Pour devenir un pôle économique plus compétitif et globalement intégré, la Tunisie doit impérativement réussir sa transition vers un modèle économique à plus forte valeur ajoutée et plus inclusif, a indiqué, jeudi, la Ministre de l’Industrie, des Mines et de l’Energie, Fatma Thabet Chiboub, lors du séminaire régional, Organisé dans le cadre du projet Euromed, Clusters Forward, «Clusters et chaînes de valeur : Catalyseurs de l’innovation et de la transformation industrielle ».
Dans son allocution, prononcée en son nom par la Cheffe de Cabinet de son département, Chiboub a qualifié ce virage de ” stratégique”. « Nous ne pouvons plus fonder notre compétitivité sur les seuls avantages de faibles coûts, dans un marché mondial qui exige désormais agilité, complexité et haute technicité », a-t-elle dit.
Pour répondre à cette ambition, les divers Plans de développement quinquennaux tunisiens ont fait de l’amélioration de la compétitivité du secteur privé, par le développement des chaînes de valeur, l’un de ses piliers centraux, a encore rappelé la ministre, précisant que le Gouvernement a su traduire cette vision en une stratégie opérationnelle cohérente et ambitieuse.
La vision du Ministère de l’Industrie, des Mines et de l’Energie repose sur une conviction : le cluster est l’unité de base de la transformation industrielle, a fait savoir la ministre.
Selon Fatma Thabet Chiboub, Notre stratégie s’articule autour de trois axes directeurs; à savoir l’institutionnalisation des écosystèmes. Nous visons, a-t-elle dit, à faire évoluer les regroupements spontanés vers des structures de gouvernance pérennes, telles que les Groupements d’Intérêt Économique (GIE) dans l’objectif étant de sécuriser les partenariats public-privé et de donner aux clusters une voix unique pour porter leurs projets d’innovation.
Il s’agit, également ,de la montée en gamme technologique en faisant de l’innovation le cœur de la stratégie et ce par l’interfaçage renforcé entre nos 5000 ingénieurs diplômés chaque année et les besoins réels des entreprises.
Notre objectif est de faire de nos clusters des laboratoires de l’Industrie 4.0, a affirmé Chiboub.
En plus de l’inclusion territoriale, le développement industriel ne doit pas être concentré sur les zones côtières. Notre stratégie, a encore mis en relief la ministre, vise à irriguer les régions intérieures en créant des pôles de spécialisation régionale, optimisant ainsi l’utilisation des ressources locales. Pour pérenniser nos acquis, notre ambition s’inscrit dans une perspective de long terme qui dépasse la simple mise en réseau, a-t-elle noté.

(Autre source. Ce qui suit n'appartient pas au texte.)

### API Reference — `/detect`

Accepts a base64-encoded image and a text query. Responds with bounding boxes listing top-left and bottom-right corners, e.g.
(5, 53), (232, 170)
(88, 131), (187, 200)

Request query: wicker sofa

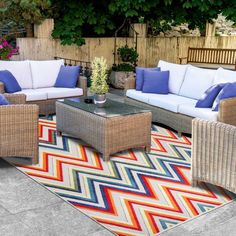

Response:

Par ailleurs, la ministre de l’Industrie a rappelé que la Tunisie de 2035 repose sur des piliers fondamentaux pour ses clusters; à savoir l’excellence technologique et décarbonée.
Nous visons, a-t-elle dit, à transformer nos clusters en champions de la transition verte, où l’innovation ne se mesure plus seulement par la productivité, mais par l’efficience énergétique et la réduction de l’empreinte carbone. Il s’agit également d’une intégration profonde dans les chaînes de valeur mondiales.
D’ici 2035, nos clusters ne seront plus de simples sous-traitants, mais des partenaires de co-conception essentiels pour l’Europe et l’Afrique, misant sur la haute technicité et l’agilité, a souligné la ministre.
S’agissant de la souveraineté industrielle par le talent, la ministre a indiqué qu’en capitalisant sur nos 5 000 ingénieurs formés annuellement, nous projetons de faire de chaque région un pôle de spécialisation intelligente, garantissant un développement inclusif sur tout le territoire.
Cette vision 2035 est le prolongement naturel de notre engagement actuel : passer d’une économie de coûts à une économie de la connaissance et de l’innovation durable, a notamment ajouté la ministre.
Au Maghreb, les clusters émergent comme des moteurs importants de transformation économique, soutenant diversification industrielle, l’innovation et la compétitivité régionale.
La Tunisie, le Maroc et l’Algérie ont développé des clusters dans divers secteurs. Ces clusters renforcent non seulement les capacités de production locales, mais facilitent également l’échange de connaissances, l’adoption de technologies et l’intégration dans les chaines de valeur régionales et mondiales.